# Fuzzy RDD in Stata with two cutoff points

I am running a Fuzzy Regression Discontinuity Design using 2SLS.

If I specified the model (and most importantly the IVs) correctly as i have never worked on a RDD before. The difference to the usual case is that i'm considering not just one but two cutoff points/discontinuities.

The running variable is age and the two cutoff points are at 60 and 65. Also, I limited the bandwidth manually to a specific range.

My data has the following form:

Y: Outcome of interest Z: Running variable (age of the individual) T: Treatment D1: equals one if Z is above 60 (cutoff 1), =0 if to the left of 60 D2: equals one if Z is above 65 (cutoff 2), =0 if to the left of 65

• i.e., when an individual is above 65 both binary variables D1 and D2 would equal 1.

This is what I have been doing:

xtivreg Y (T= D1 D2) Z c.Z#D1 c.Z#D2 i.year, fe vce(cluster ID) first

The interactions between Z (age) and the two cutoff points D1 and D2 should allow for different age-trends above each of the two discontinuities. Momentarily, I'm not (yet) considering a quadratic or even cubic age-trend.

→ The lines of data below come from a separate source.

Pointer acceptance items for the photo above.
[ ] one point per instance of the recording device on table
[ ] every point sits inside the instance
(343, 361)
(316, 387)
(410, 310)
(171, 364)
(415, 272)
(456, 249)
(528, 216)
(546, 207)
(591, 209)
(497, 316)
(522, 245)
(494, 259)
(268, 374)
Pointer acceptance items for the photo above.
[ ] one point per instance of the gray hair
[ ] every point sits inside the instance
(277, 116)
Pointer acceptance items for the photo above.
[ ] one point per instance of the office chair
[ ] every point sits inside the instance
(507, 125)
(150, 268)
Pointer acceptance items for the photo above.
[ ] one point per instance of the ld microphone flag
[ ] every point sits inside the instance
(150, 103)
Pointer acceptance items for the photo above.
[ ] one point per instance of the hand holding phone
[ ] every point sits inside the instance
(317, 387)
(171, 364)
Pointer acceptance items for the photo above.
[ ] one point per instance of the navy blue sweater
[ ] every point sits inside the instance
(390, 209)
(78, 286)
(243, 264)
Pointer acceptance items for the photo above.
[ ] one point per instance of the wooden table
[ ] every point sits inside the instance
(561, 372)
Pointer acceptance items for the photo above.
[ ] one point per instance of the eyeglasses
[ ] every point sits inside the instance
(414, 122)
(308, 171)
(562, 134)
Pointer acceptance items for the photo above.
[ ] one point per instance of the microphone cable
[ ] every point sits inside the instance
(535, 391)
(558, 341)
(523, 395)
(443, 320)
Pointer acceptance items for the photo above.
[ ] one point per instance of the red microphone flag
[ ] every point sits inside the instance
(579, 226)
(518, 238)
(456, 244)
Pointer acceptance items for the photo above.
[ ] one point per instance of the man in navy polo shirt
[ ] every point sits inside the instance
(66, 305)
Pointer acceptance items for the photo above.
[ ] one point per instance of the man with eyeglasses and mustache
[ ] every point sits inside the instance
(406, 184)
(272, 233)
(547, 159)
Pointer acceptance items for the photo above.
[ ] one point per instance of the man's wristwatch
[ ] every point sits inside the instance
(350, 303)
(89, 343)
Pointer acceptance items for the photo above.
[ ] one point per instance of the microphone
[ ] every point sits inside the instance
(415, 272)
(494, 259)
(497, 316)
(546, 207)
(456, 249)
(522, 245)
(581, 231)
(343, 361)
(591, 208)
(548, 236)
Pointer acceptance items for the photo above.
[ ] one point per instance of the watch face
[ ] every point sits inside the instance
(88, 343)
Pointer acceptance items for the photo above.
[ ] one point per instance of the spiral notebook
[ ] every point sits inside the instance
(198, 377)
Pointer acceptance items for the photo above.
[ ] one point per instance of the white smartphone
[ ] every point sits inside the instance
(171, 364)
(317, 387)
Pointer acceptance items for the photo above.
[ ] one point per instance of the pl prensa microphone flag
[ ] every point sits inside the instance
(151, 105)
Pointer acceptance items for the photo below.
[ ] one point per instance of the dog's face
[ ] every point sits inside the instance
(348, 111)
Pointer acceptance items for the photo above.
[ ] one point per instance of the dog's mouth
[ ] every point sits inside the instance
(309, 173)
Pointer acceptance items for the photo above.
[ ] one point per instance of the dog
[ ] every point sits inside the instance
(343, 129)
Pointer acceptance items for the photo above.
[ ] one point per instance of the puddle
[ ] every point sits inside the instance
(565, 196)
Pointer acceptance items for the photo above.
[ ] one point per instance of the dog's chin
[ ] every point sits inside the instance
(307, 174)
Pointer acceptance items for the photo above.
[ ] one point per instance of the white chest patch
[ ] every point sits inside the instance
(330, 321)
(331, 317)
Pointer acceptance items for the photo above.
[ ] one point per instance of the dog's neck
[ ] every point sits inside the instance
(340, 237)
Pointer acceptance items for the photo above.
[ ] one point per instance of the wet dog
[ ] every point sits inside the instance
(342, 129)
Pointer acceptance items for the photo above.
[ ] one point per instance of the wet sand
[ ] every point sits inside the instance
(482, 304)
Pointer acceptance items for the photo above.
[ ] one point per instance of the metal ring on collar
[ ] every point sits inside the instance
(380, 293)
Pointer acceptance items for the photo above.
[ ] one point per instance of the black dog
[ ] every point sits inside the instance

Also, I'm very interested in the point estimates from the first-stage regression - I would like to know how the possibility of receiving the treatment changes when an individual crosses these two thresholds.

These are the results from the first-stage regression:

Treatment

• Z -0.033
• c.Z#D1 0.062
• c.Z#D2 -0.079
• D1 -3.56
• D2 5.29

With respect to the first cutoff point at 60, my interpretation would be that an individual which is 60.5 years old has on average a 19.1 percentage points higher probability of receiving the treatment than someone who is just below the first threshold. With respect to the second cutoff point at 65, an individual which is 65.5 years old has on average a 11.55 percentage points higher probability of receiving the treatment than someone who is just below the second threshold.

These results (also some calculated mean probabilities) are in line with the findings from a graph which shows the relation between treatment T and the forcing variable Z.

1. Would this be a correct way of estimating the model? Or have i overlooked something?

2. Does my specification of both IVs D1 and D2 make sense?